Reputation: 51259
I am training LSTM network over time series data and would like to normalize data, because my features are of different scale.
My data shape is
(n_samples x n_timestamps x n_features)
I would like to use BatchNormalization
layer.
Should I set axis
to 2 (features, as stated in docs) or 1 (timestamps)? I would like my features to go into [0..1] range, while they are of very different scale.
The problem is documentation doesn't say what does this layer actually do, but instead it gives recommendations for CNN.
Upvotes: 3
Views: 1592
Reputation: 86650
Usually, you'd use the features dimension: -1.
It will treat each feature individually and normalize based on every other dimension.
But it will not make them go into the range 0 to 1. It will use (x - mean)/variance
and apply a scale factor and bias after the normalization.

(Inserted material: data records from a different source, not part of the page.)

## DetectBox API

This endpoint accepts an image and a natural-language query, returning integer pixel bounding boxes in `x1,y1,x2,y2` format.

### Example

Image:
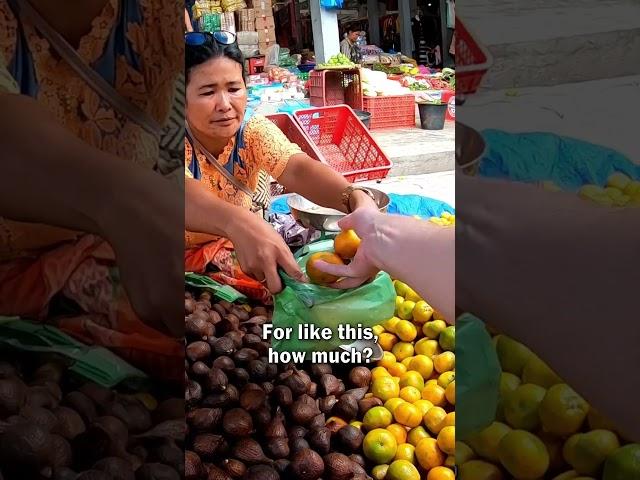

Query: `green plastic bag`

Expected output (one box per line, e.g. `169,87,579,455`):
456,313,501,440
271,240,396,352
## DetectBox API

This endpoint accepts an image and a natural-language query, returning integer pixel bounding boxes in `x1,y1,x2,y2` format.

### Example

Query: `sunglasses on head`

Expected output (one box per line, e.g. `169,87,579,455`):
184,31,236,47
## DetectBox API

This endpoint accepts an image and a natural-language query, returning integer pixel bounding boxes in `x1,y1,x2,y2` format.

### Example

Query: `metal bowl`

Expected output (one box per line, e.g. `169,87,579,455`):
287,187,390,232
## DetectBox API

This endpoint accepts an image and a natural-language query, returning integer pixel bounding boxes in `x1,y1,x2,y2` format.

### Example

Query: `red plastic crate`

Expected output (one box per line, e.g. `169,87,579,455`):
455,17,493,94
294,105,393,182
364,94,416,130
266,113,327,195
309,69,362,110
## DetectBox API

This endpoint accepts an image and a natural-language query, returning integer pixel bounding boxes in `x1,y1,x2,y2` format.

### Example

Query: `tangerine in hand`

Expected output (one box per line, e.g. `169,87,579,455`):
333,229,360,260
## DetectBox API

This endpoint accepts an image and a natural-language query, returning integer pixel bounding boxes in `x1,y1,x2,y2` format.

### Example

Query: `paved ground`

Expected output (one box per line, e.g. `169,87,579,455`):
456,0,640,89
362,170,456,207
457,76,640,163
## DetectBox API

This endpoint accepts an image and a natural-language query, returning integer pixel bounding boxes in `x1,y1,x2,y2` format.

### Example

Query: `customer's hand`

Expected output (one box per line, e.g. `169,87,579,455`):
317,208,383,289
228,214,306,294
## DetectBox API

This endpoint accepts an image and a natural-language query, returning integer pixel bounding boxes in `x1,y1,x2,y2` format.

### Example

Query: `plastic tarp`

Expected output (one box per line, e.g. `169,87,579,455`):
271,193,456,218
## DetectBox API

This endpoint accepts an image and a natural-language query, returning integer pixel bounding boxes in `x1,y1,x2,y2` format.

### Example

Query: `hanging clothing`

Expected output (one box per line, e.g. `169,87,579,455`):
447,0,456,28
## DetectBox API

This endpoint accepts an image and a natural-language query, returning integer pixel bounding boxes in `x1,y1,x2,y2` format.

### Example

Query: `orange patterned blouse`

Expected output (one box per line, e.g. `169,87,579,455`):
184,115,302,247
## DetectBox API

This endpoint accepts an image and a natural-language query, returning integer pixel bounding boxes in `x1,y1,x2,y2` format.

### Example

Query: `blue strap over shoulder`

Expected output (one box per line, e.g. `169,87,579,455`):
187,122,245,180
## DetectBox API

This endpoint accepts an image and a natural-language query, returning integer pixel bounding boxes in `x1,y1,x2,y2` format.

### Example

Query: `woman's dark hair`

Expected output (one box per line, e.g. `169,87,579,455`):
184,38,246,84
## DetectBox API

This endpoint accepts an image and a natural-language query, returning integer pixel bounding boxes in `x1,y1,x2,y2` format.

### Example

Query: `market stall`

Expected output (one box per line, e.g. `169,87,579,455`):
185,201,455,480
185,0,455,130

For, instance. Take feature 0:
Repeat the same for feature 1, with another mean, another variance, scale and bias.
If you use the timesteps dimension, it will see each step individually and give one scale factor for each step, which would not make much sense as steps should all have similar nature, differently from features which can mean completely different things.
If you do need things between 0 and 1, you can simply apply an Activatoin('sigmoid')
. If you fear that your values will be too saturated, you can apply a BatchNormalization()
then an Activatoin('sigmoid')
.
Upvotes: 3